= Bill Hunter (politician) =

Bill Hunter (1920 – 9 July 2015) was a Trotskyist activist in Britain and a leader of the International Socialist League.

== Life ==

Hunter began his revolutionary career as a member of the Independent Labour Party in World War II, when he was a part of the circle around the Free Expression discussion magazine in that group. With the decline of the ILP, Hunter became a Trotskyist and joined the Revolutionary Communist Party in which he played a leading role in its final period.

With the collapse of the RCP, Hunter joined the Gerry Healy-led group known as The Club, although he had not belonged to Healy's faction in the RCP. He remained a leading member of Healy's groups until the collapse of the organisation.

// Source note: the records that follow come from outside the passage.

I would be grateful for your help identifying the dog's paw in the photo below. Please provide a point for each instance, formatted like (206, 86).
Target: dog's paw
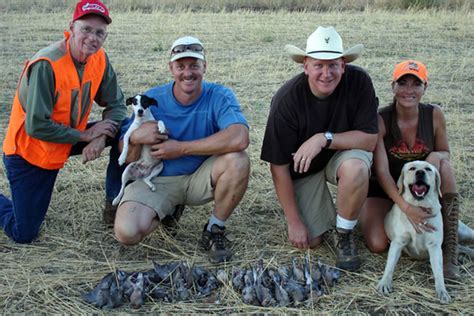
(384, 287)
(444, 297)
(122, 159)
(161, 127)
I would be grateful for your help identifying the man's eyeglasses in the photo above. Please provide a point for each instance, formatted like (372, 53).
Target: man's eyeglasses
(197, 48)
(87, 30)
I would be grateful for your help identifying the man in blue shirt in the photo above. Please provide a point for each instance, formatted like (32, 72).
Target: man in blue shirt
(203, 153)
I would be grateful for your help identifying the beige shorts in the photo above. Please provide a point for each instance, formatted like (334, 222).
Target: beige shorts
(194, 189)
(313, 197)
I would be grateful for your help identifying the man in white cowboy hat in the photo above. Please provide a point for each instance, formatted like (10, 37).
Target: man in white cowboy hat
(322, 127)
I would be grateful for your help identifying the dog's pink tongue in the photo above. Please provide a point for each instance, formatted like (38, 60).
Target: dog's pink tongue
(419, 189)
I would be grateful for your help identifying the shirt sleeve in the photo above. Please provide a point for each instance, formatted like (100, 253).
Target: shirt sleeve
(40, 100)
(110, 96)
(229, 111)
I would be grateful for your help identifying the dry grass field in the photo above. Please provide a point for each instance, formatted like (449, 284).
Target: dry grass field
(245, 52)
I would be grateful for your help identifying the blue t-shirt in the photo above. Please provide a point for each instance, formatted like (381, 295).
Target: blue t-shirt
(216, 109)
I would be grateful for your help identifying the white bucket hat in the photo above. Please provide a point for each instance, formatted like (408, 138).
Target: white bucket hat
(187, 46)
(326, 44)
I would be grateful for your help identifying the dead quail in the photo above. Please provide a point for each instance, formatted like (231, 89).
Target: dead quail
(312, 284)
(164, 271)
(297, 273)
(238, 279)
(281, 295)
(160, 293)
(221, 276)
(248, 295)
(262, 293)
(295, 291)
(248, 278)
(115, 296)
(101, 293)
(330, 275)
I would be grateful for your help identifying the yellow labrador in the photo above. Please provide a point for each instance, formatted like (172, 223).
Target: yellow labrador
(419, 185)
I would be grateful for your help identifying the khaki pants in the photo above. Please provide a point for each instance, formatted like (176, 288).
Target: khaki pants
(313, 197)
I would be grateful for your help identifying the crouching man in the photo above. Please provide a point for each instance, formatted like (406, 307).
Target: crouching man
(203, 154)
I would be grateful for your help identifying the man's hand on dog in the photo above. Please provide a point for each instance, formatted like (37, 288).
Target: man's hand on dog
(93, 149)
(169, 149)
(418, 217)
(103, 128)
(148, 134)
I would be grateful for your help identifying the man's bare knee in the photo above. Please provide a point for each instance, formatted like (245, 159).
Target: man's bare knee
(315, 242)
(354, 171)
(125, 235)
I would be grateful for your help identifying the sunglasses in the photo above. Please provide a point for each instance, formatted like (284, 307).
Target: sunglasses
(197, 48)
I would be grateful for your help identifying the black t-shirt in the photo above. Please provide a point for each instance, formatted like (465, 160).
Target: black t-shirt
(296, 114)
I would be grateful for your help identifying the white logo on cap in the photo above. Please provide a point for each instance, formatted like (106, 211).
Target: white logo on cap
(94, 6)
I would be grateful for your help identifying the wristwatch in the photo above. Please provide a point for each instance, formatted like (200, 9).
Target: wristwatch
(329, 137)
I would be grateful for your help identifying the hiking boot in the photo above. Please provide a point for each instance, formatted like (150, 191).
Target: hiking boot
(170, 222)
(108, 214)
(450, 212)
(216, 244)
(347, 257)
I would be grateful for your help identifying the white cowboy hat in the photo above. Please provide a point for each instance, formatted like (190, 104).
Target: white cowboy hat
(326, 44)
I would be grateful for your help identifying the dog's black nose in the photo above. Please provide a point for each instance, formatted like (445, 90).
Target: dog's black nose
(420, 173)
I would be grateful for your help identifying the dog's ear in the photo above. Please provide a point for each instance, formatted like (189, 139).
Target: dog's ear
(400, 185)
(147, 101)
(438, 182)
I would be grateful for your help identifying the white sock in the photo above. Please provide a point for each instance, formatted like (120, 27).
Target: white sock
(213, 220)
(345, 224)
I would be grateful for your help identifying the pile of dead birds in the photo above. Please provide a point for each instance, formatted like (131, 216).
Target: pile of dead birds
(285, 286)
(164, 282)
(258, 285)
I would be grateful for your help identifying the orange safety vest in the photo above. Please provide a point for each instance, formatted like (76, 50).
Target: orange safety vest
(48, 155)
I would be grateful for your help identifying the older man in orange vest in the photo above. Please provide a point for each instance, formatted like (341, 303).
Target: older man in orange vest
(49, 117)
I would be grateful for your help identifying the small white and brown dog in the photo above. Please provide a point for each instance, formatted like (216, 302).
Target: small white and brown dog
(419, 185)
(146, 167)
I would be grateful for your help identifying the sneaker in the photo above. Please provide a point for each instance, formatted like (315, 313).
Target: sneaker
(347, 257)
(216, 244)
(108, 214)
(170, 222)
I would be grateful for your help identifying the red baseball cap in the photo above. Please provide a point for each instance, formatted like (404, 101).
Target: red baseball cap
(85, 7)
(410, 67)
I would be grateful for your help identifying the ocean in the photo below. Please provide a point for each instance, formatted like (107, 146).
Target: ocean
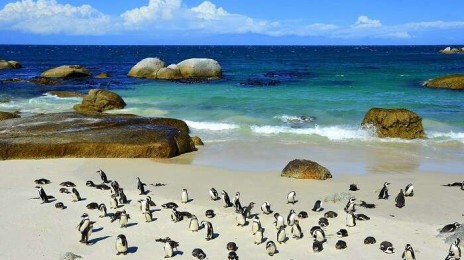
(274, 103)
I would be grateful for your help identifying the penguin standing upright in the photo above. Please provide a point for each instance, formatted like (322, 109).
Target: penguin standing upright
(383, 195)
(400, 200)
(291, 197)
(408, 253)
(184, 196)
(121, 245)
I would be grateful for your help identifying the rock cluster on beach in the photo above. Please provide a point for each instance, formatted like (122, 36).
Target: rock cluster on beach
(306, 169)
(449, 82)
(195, 68)
(395, 123)
(60, 135)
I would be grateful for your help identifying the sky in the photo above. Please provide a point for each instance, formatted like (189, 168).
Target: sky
(232, 22)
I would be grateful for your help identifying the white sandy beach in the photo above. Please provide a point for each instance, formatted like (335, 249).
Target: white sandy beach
(32, 230)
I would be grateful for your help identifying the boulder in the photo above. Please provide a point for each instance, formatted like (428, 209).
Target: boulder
(66, 71)
(4, 65)
(76, 135)
(395, 123)
(449, 82)
(146, 68)
(99, 100)
(8, 115)
(306, 169)
(171, 72)
(65, 94)
(200, 68)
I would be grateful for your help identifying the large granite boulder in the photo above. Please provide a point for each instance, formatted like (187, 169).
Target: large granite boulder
(99, 100)
(306, 169)
(66, 71)
(395, 123)
(78, 135)
(8, 115)
(200, 68)
(449, 82)
(146, 68)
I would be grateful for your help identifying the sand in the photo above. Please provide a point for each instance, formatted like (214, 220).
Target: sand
(32, 230)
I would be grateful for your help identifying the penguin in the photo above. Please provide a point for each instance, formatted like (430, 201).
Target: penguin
(387, 247)
(114, 202)
(342, 233)
(184, 196)
(291, 197)
(318, 234)
(102, 209)
(383, 195)
(296, 230)
(75, 195)
(43, 196)
(271, 248)
(123, 219)
(266, 208)
(194, 225)
(141, 186)
(455, 250)
(318, 206)
(409, 190)
(259, 236)
(350, 206)
(198, 254)
(209, 230)
(255, 225)
(350, 220)
(240, 219)
(408, 253)
(226, 199)
(103, 176)
(213, 194)
(121, 245)
(291, 218)
(400, 200)
(450, 228)
(279, 221)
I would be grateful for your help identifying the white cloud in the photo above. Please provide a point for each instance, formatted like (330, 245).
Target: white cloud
(50, 17)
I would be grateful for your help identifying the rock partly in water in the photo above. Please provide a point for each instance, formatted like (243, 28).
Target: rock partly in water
(99, 100)
(146, 68)
(66, 71)
(449, 82)
(5, 65)
(65, 94)
(395, 123)
(306, 169)
(8, 115)
(76, 135)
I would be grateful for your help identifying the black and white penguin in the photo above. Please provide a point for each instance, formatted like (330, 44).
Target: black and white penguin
(318, 206)
(266, 208)
(184, 196)
(213, 194)
(75, 195)
(209, 230)
(291, 218)
(226, 199)
(141, 186)
(400, 200)
(409, 190)
(383, 195)
(121, 245)
(271, 248)
(408, 253)
(198, 254)
(291, 197)
(387, 247)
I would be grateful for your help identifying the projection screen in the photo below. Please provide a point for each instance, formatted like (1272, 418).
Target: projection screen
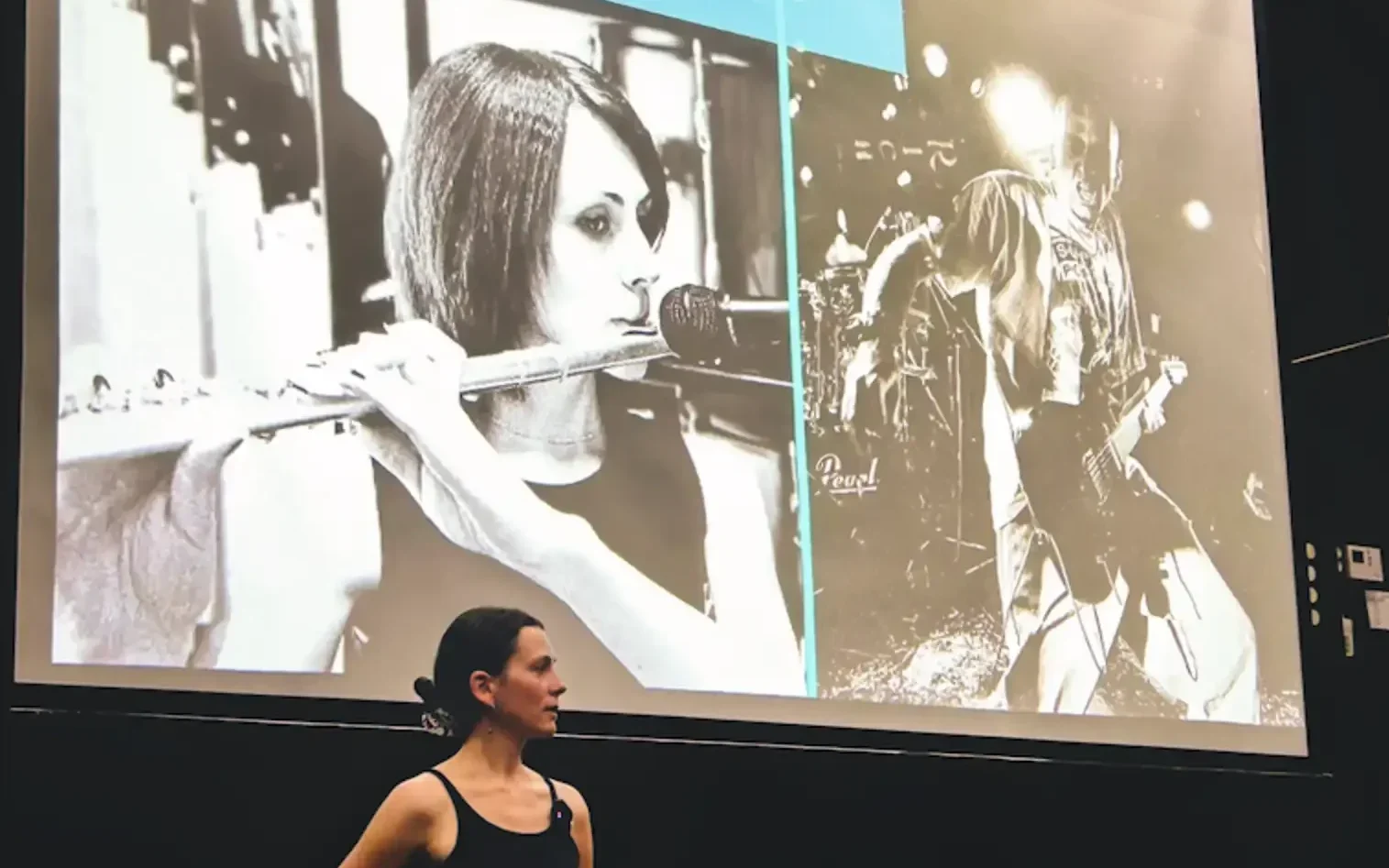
(985, 436)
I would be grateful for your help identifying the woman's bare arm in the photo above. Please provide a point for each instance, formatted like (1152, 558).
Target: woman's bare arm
(401, 827)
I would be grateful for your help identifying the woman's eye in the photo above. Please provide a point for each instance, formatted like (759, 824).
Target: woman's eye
(596, 225)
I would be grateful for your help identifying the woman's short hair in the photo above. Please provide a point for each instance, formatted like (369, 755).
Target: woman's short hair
(480, 639)
(472, 199)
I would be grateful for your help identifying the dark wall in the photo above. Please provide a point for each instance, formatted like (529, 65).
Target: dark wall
(102, 789)
(191, 793)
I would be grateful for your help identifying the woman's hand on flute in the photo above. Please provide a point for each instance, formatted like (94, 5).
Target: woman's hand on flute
(137, 563)
(437, 453)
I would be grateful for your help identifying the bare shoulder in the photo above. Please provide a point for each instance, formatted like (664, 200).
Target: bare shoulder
(571, 796)
(417, 802)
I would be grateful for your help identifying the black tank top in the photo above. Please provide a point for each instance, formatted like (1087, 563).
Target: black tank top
(483, 844)
(645, 503)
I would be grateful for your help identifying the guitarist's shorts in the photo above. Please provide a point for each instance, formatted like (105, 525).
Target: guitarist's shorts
(1035, 593)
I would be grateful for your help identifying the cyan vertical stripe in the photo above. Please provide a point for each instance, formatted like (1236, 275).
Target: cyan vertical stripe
(801, 464)
(865, 32)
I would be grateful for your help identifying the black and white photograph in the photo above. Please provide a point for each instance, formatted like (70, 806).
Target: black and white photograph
(1041, 382)
(293, 232)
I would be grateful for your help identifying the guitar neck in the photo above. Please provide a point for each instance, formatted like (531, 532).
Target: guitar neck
(1130, 431)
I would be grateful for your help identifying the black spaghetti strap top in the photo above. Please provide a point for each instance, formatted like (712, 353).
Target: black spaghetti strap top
(645, 503)
(483, 844)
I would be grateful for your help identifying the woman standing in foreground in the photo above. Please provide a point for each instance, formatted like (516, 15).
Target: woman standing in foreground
(495, 687)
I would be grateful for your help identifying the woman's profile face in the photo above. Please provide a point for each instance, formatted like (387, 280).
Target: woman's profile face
(526, 696)
(601, 271)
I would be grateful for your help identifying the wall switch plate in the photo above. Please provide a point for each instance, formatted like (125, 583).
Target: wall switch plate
(1364, 563)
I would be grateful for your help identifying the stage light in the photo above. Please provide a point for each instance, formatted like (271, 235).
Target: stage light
(936, 60)
(1196, 215)
(1021, 111)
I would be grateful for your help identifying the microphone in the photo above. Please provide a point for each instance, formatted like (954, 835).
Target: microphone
(163, 418)
(707, 303)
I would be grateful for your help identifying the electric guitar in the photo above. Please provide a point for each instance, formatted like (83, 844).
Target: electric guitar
(1075, 474)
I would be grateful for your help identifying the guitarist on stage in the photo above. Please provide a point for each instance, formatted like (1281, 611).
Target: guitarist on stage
(1084, 536)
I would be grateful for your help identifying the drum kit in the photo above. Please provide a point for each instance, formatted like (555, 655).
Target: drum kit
(919, 425)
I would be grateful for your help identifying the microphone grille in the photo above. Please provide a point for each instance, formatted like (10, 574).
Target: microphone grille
(693, 324)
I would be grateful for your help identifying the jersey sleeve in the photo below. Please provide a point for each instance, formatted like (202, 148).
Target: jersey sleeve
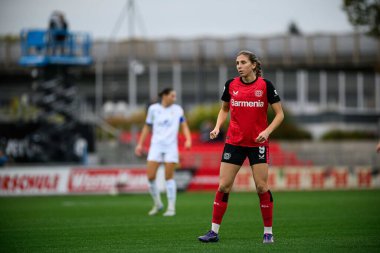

When Healy's Workers Revolutionary Party split in 1985, Hunter joined Cliff Slaughter's anti-Healy faction, around what was soon renamed the Workers Press newspaper. In this group, he became attracted to the faction of international Trotskyism led by Nahuel Moreno. In 1988, he and Martin Ralph led a small split to form the International Socialist League as a section of Moreno's organisation.

Bill Hunter wrote several books, including Forgotten Hero: The Life and Times of Edward Rushton about the blind Liverpool-born anti-slavery campaigner, and the two part autobiography Lifelong Apprenticeship: The Life and Times of a Revolutionary. He died on 9 July 2015.